A know a little R, but no web programming or web scraping. This is what I got so faar: By manually downloading the first of the 2012 file, I could see the URL my browser used to download: https://drive.google.com/uc?id=0ByKsqUnItyBhS2RQdFJ2Q0RrN0k&export=download
Thus, I suppose the file id is: 0ByKsqUnItyBhS2RQdFJ2Q0RrN0k
Searching the html code of the 2012 page I was able to find that ID and the file name associated with it: AC2012.7z. All the other ids' and file names are in that section of the html code. So, assuming I can download the file correctly, I suppose I could at least generalize tho the other files.
In R, I tried the flowing code to download the file:
url <- "https://drive.google.com/uc?id=0ByKsqUnItyBhS2RQdFJ2Q0RrN0k&export=download"
download.file(url,"AC2012.7z")
unzip("AC2012.7z")
It does download but I get and error when trying to uncompress the file (both within R and manually with 7.zip) There must be something wrong with file downloaded in R, as the the file size (3.412Kb) does not match what I get from manualy downloading the file (3.399Kb)
Upvotes: 3
Views: 3074
Reputation: 1059
For anyone trying to solve this problem today, you can use the googledrive
package.
library(googledrive)
ls_tibble <- googledrive::drive_ls(GOOGLE_DRIVE_URL_FOR_THE_TARGET_FOLDER)

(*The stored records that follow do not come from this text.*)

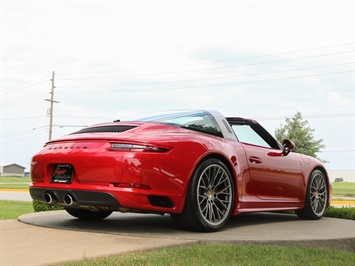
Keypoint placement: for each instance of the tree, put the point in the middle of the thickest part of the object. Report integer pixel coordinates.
(297, 130)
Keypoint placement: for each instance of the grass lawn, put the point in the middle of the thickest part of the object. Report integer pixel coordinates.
(228, 254)
(12, 182)
(11, 209)
(344, 188)
(207, 254)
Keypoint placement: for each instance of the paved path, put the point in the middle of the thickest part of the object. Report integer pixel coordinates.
(55, 237)
(19, 195)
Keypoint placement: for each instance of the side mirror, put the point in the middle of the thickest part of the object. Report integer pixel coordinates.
(287, 146)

for (file_id in ls_tibble$id) {
googledrive::drive_download(as_id(file_id))
}
This will (1) trigger an authentication page to open in your browser to authorise the Tidyverse libraries using gargle
to access Google Drive on behalf of your account and (2) download all the files in the folder at that URL to your current working directory for the current R session.
Upvotes: 1